Imperative programming with node-and-wires fares no better. A loop in LabVIEW gives no more advantage or clarity over writing it in text. Seeing the totality of a sequence of steps in parallel in a circuit-like diagram doesn't solve the fundamental problem with imperative programs; it doesn't help the developer understand combinatorial state explosions or state changes over time.

I think where node-and-wires have provided the biggest advantage is in specific domains in which a) there's massive value to examine intermediate data and values between transformations and b) there's a well-known visual representation of that intermediate data and value. This has been demonstrated in visual languages like Unreal Engine's Blueprint for game programming shaders and Max/MSP for sound synthesis in music. But these have been limited to these narrow domains. Visual programming has not found a foothold in general purpose programming domains.

Modeling problems

What then, if not node-and-wires? The aim here is to uncover an alternative underlying logic—one that can more effectively drive the form in visual programming. How would you go about finding another underlying function in "form follows function" if not the current programming paradigms we know? I think this is the wrong question. Although correct in direction and spirit, I think a better question is: how should we model problems that can leverage the computational power of our visual cortex?

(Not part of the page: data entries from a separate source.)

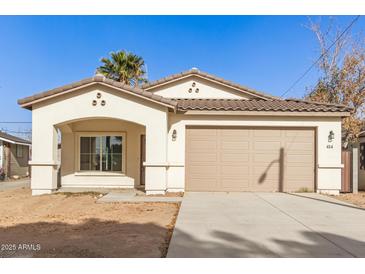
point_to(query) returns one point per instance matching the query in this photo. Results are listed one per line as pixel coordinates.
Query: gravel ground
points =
(74, 225)
(356, 199)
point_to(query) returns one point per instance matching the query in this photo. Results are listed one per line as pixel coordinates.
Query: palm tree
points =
(125, 67)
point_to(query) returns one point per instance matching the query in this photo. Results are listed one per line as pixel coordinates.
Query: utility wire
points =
(321, 56)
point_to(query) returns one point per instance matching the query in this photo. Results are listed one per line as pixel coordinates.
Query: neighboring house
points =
(188, 132)
(14, 155)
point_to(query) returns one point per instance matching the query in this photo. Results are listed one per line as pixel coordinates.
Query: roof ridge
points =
(317, 103)
(209, 76)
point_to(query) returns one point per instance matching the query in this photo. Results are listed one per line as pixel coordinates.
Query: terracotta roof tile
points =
(13, 138)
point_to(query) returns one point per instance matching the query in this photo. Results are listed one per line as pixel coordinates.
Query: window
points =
(19, 151)
(101, 153)
(362, 156)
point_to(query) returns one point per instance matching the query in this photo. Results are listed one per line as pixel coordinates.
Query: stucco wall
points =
(70, 175)
(180, 89)
(77, 105)
(361, 171)
(328, 159)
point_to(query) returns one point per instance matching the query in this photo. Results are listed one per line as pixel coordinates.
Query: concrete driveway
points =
(267, 225)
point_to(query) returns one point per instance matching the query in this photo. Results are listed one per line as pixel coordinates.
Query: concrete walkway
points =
(267, 225)
(14, 184)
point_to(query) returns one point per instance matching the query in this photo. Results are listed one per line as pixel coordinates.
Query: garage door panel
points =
(266, 132)
(266, 145)
(234, 171)
(299, 146)
(266, 158)
(231, 145)
(246, 159)
(299, 158)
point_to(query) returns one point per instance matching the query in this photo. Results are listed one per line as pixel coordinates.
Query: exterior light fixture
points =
(174, 135)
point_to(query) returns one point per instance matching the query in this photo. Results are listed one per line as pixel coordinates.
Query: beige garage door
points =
(249, 159)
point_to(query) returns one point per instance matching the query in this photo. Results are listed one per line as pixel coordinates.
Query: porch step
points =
(113, 197)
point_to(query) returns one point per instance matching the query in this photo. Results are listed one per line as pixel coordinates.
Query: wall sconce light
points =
(174, 135)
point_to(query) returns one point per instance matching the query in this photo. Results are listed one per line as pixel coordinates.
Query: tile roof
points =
(288, 105)
(197, 72)
(97, 79)
(12, 138)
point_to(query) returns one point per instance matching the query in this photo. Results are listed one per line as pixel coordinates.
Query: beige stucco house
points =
(14, 155)
(188, 132)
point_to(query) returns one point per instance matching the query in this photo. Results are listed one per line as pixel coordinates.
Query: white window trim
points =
(78, 135)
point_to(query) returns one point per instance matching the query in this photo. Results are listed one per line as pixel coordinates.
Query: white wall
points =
(328, 159)
(207, 89)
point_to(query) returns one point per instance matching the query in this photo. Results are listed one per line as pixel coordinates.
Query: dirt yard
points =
(356, 199)
(64, 225)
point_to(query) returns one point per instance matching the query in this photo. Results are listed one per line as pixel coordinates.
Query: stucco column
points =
(156, 156)
(329, 158)
(44, 157)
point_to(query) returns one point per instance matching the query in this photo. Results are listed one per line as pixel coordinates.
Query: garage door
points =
(249, 159)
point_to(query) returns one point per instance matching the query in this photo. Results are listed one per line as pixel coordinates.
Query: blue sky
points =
(266, 53)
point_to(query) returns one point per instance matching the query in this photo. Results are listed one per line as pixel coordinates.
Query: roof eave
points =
(264, 113)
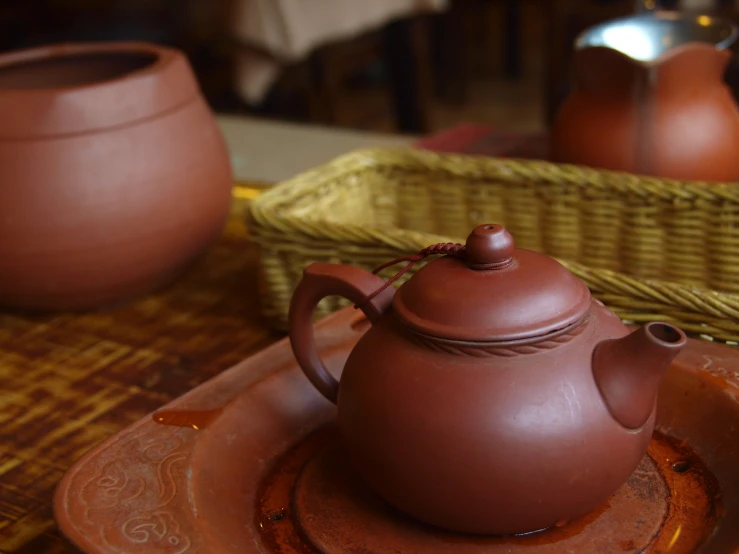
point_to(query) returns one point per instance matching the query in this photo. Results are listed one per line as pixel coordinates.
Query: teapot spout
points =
(628, 371)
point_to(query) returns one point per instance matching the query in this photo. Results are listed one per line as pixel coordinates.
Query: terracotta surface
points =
(252, 473)
(70, 380)
(113, 174)
(673, 118)
(490, 361)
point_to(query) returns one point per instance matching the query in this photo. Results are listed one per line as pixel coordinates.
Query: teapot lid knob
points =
(489, 247)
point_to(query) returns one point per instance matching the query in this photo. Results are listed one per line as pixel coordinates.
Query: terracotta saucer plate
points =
(250, 462)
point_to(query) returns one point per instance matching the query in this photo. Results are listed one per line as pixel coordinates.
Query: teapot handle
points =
(318, 282)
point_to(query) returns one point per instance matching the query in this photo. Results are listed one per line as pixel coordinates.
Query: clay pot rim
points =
(165, 84)
(68, 50)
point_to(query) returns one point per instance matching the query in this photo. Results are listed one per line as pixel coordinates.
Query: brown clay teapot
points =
(492, 394)
(649, 97)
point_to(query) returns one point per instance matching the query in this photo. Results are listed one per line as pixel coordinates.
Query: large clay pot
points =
(113, 174)
(649, 98)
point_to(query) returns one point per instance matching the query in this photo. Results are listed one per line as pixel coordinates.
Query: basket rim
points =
(261, 220)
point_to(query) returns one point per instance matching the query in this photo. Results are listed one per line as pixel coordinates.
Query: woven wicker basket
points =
(649, 248)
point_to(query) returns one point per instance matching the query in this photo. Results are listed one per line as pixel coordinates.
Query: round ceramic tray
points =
(250, 462)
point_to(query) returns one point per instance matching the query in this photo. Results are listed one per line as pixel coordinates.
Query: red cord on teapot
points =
(446, 249)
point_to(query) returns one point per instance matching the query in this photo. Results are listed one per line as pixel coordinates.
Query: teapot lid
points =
(491, 291)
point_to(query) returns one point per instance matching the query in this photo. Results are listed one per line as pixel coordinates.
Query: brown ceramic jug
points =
(649, 97)
(492, 394)
(113, 174)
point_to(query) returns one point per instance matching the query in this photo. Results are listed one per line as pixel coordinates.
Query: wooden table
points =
(68, 381)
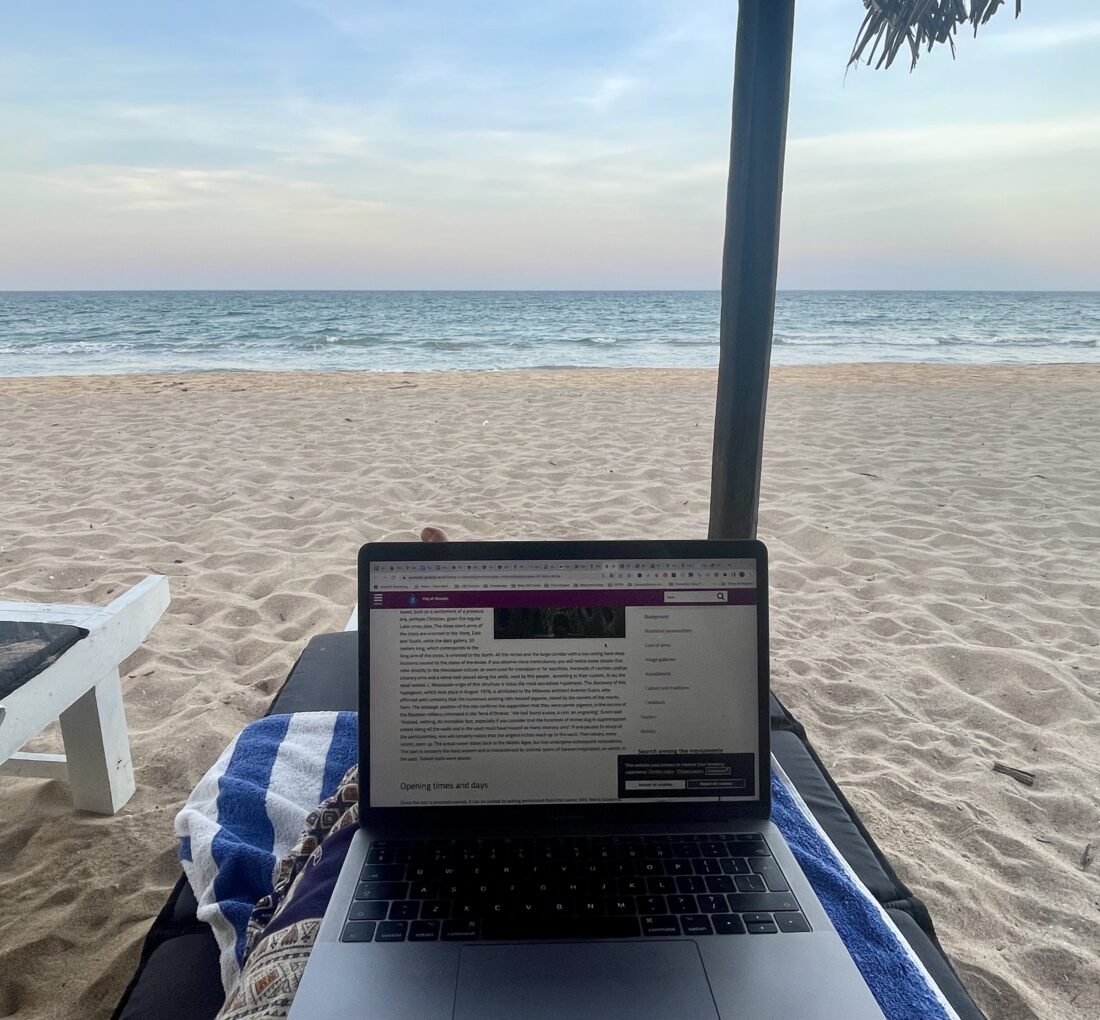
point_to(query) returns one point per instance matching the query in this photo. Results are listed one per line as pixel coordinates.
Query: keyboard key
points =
(424, 931)
(559, 928)
(770, 873)
(459, 931)
(791, 921)
(751, 901)
(382, 873)
(727, 924)
(358, 931)
(391, 931)
(382, 890)
(660, 924)
(761, 929)
(696, 924)
(369, 910)
(749, 884)
(682, 905)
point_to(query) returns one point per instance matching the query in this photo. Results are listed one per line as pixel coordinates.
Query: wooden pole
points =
(749, 260)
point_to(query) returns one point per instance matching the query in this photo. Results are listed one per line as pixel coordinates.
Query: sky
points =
(528, 144)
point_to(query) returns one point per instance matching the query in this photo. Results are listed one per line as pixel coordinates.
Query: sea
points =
(91, 332)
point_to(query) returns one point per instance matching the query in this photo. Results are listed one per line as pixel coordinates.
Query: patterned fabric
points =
(284, 925)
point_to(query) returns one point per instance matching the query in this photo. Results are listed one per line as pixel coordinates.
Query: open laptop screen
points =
(574, 681)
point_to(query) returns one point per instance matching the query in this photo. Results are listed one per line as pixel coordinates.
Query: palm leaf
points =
(891, 24)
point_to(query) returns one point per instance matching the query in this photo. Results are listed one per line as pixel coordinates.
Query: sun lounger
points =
(62, 661)
(178, 976)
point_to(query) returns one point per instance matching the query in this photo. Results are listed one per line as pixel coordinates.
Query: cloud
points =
(204, 192)
(949, 143)
(1034, 40)
(608, 91)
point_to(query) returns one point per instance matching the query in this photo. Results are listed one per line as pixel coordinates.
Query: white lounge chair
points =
(81, 687)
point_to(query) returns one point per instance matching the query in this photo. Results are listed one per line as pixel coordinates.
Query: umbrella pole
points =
(750, 255)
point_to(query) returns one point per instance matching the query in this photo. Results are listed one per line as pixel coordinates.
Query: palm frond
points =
(890, 24)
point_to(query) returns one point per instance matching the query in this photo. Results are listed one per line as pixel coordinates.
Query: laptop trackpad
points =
(611, 980)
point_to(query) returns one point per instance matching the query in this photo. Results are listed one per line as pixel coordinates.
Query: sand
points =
(935, 543)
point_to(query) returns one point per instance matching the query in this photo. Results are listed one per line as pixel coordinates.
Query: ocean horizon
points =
(63, 332)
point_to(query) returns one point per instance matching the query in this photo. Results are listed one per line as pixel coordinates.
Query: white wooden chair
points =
(83, 689)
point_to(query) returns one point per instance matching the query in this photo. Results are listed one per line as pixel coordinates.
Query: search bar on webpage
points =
(695, 596)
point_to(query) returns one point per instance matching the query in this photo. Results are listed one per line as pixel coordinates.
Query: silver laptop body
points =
(564, 781)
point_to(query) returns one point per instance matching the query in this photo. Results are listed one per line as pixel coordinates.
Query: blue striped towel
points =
(249, 810)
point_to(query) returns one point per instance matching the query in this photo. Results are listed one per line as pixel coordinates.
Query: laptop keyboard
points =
(593, 887)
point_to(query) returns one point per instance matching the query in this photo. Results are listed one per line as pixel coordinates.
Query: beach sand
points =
(935, 550)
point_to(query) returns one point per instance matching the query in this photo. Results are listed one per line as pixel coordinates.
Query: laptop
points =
(564, 782)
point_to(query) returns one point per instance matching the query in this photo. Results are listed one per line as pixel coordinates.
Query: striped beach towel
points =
(249, 811)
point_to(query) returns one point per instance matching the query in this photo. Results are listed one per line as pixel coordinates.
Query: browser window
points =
(562, 681)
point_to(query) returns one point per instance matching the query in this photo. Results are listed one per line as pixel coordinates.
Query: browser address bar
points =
(695, 596)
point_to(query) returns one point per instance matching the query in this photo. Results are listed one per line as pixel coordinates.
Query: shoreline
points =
(934, 605)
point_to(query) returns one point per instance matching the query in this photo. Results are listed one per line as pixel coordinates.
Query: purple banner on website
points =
(563, 599)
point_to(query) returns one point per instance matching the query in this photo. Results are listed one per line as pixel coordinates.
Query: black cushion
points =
(930, 953)
(180, 979)
(325, 678)
(28, 648)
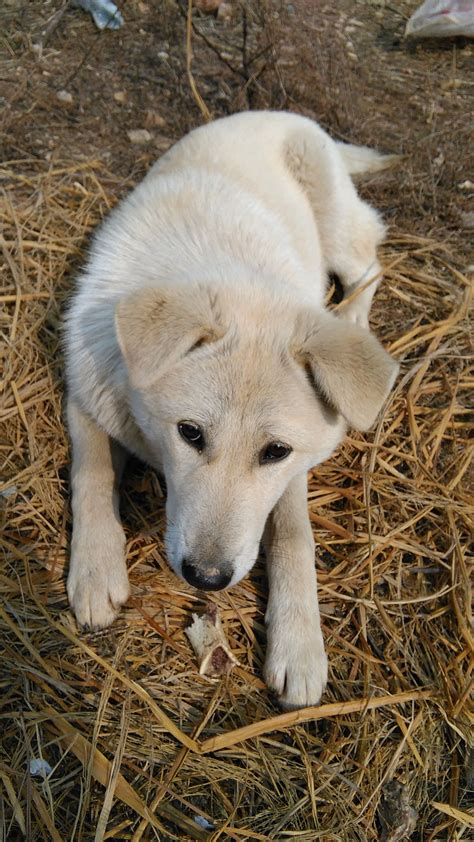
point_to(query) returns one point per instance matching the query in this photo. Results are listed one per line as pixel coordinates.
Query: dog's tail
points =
(361, 159)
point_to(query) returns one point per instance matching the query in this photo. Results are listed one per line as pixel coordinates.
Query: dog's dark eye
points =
(274, 452)
(192, 434)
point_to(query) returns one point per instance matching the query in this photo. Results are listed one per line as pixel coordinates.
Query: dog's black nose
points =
(205, 580)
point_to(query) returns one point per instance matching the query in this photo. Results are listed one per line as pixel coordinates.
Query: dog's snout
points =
(205, 579)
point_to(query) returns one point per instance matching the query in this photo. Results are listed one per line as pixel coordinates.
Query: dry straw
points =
(138, 743)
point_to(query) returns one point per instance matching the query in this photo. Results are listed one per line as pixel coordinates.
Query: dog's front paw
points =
(296, 663)
(97, 584)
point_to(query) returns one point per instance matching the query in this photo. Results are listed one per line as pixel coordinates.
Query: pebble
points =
(139, 136)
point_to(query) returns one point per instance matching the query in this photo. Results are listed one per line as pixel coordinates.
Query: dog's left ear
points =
(348, 365)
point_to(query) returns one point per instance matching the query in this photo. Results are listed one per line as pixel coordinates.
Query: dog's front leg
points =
(98, 581)
(296, 663)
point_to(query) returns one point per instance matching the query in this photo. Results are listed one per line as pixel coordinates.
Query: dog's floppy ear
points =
(156, 327)
(348, 365)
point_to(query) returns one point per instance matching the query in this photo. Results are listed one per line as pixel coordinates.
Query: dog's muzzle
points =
(205, 579)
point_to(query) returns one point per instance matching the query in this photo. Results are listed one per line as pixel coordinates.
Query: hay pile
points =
(139, 744)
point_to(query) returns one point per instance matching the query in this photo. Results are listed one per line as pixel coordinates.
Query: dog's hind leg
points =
(98, 581)
(296, 663)
(349, 229)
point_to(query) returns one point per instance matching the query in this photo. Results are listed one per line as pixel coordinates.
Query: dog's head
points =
(236, 397)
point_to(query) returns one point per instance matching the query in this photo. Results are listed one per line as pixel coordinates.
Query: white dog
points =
(198, 340)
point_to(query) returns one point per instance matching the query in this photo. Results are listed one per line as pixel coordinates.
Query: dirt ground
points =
(71, 99)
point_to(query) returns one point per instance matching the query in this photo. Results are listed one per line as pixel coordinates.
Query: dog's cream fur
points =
(203, 300)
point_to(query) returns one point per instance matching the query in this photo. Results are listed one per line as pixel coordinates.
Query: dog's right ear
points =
(156, 327)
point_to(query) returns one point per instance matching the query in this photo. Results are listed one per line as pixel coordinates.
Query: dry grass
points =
(139, 743)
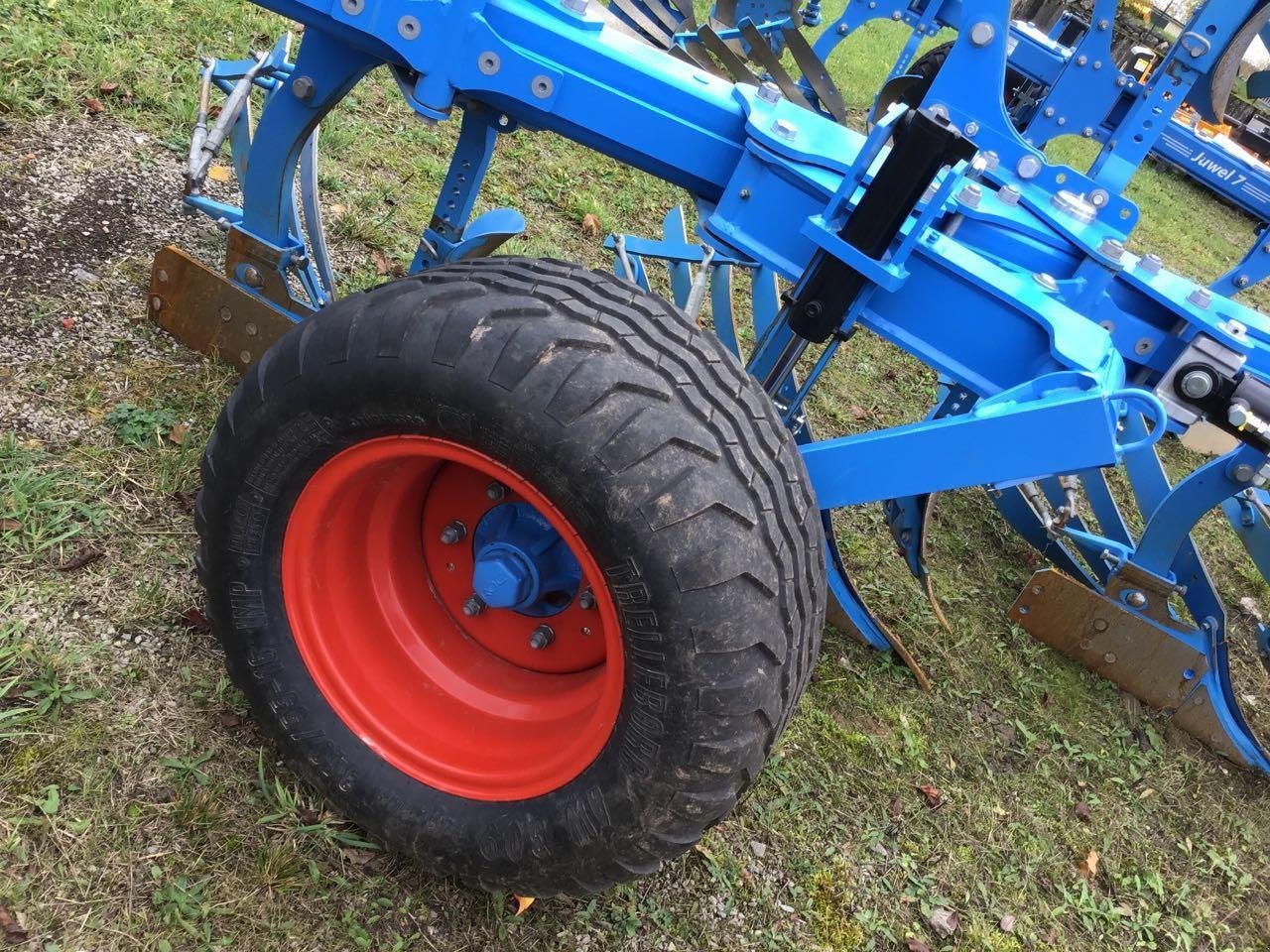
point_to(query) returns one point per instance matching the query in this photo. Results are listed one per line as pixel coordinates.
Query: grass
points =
(140, 809)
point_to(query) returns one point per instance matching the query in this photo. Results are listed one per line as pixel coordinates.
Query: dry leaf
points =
(13, 933)
(85, 556)
(945, 921)
(934, 794)
(1088, 867)
(195, 621)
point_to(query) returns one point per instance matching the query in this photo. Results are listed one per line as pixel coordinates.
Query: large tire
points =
(638, 430)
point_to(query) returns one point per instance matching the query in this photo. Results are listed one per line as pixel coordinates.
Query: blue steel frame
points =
(1048, 390)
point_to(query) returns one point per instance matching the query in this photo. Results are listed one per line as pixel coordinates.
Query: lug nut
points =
(1198, 384)
(541, 636)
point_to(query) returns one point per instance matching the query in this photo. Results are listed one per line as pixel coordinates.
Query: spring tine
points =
(698, 294)
(690, 18)
(199, 137)
(817, 76)
(309, 200)
(761, 53)
(658, 9)
(654, 32)
(722, 53)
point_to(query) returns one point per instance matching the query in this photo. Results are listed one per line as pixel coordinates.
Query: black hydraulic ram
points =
(922, 146)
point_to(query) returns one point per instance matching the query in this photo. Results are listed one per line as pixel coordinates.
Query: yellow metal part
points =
(208, 312)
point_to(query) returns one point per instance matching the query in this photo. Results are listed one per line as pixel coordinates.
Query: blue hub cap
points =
(522, 563)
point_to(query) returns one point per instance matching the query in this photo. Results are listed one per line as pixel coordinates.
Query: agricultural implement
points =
(526, 570)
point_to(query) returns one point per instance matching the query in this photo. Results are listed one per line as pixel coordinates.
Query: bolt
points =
(1198, 384)
(1202, 298)
(785, 128)
(303, 87)
(769, 91)
(1112, 249)
(982, 33)
(1029, 167)
(541, 636)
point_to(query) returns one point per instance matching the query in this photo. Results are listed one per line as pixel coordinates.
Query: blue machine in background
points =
(944, 230)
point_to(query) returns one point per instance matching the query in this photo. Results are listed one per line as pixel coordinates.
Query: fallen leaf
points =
(934, 794)
(945, 921)
(13, 933)
(85, 556)
(1088, 867)
(195, 621)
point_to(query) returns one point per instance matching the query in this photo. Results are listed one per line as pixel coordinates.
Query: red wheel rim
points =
(375, 604)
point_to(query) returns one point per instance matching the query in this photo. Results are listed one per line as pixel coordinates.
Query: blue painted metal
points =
(1053, 335)
(522, 562)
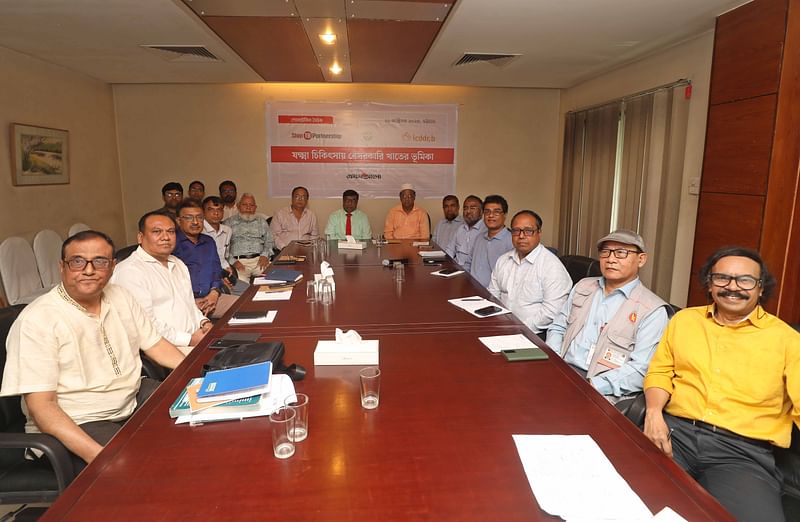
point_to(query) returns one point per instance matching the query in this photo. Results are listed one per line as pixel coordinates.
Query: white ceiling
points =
(562, 42)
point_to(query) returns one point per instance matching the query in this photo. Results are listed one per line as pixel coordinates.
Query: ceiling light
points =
(328, 38)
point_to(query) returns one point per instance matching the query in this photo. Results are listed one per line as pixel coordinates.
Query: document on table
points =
(571, 478)
(470, 304)
(283, 295)
(498, 343)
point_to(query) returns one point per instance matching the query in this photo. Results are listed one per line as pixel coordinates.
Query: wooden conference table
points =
(439, 447)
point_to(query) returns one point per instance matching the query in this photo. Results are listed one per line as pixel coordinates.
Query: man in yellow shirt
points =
(723, 387)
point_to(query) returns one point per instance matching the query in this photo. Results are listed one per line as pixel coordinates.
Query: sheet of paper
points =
(571, 478)
(282, 387)
(470, 304)
(498, 343)
(284, 295)
(260, 320)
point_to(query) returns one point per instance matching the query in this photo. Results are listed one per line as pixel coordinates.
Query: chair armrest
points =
(60, 458)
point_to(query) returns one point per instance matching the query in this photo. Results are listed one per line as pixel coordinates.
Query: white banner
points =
(372, 148)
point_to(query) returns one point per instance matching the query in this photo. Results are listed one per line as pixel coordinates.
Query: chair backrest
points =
(580, 267)
(77, 227)
(47, 249)
(18, 270)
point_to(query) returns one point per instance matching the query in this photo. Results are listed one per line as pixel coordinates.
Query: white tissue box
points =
(332, 353)
(348, 245)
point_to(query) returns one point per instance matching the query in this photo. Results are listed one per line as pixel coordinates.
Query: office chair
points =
(22, 480)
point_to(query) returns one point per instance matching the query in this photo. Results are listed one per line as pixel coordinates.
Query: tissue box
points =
(332, 353)
(356, 245)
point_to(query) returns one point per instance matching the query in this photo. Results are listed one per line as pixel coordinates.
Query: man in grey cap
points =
(610, 326)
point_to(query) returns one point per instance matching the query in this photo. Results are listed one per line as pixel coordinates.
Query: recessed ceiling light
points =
(328, 38)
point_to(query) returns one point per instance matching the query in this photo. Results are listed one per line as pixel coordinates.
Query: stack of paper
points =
(261, 317)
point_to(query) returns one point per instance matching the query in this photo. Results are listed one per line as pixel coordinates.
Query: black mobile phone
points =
(487, 310)
(525, 354)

We write programs primarily to model and solve real-world problems. We go through the exercise of encoding the problem model in programming languages, because we can automate the generation of solutions. And the reason why we keep banging on the visual programming door is because we understand intuitively that our visual cortex is an under-leveraged power tool.

The human visual cortex is a powerful pattern recognition apparatus. It can quickly compare lengths, distinguish foreground from background, recognize spatial patterns, and other amazing feats of perception, all at a glance. We leverage it in data visualizations to make sense of large quantities of data, but we haven't been able to leverage it to make sense of computational systems.

❓"Imagine what a visual programming language would look like if it was able to leverage the power of the human visual cortex" For the record, I don't think this is it.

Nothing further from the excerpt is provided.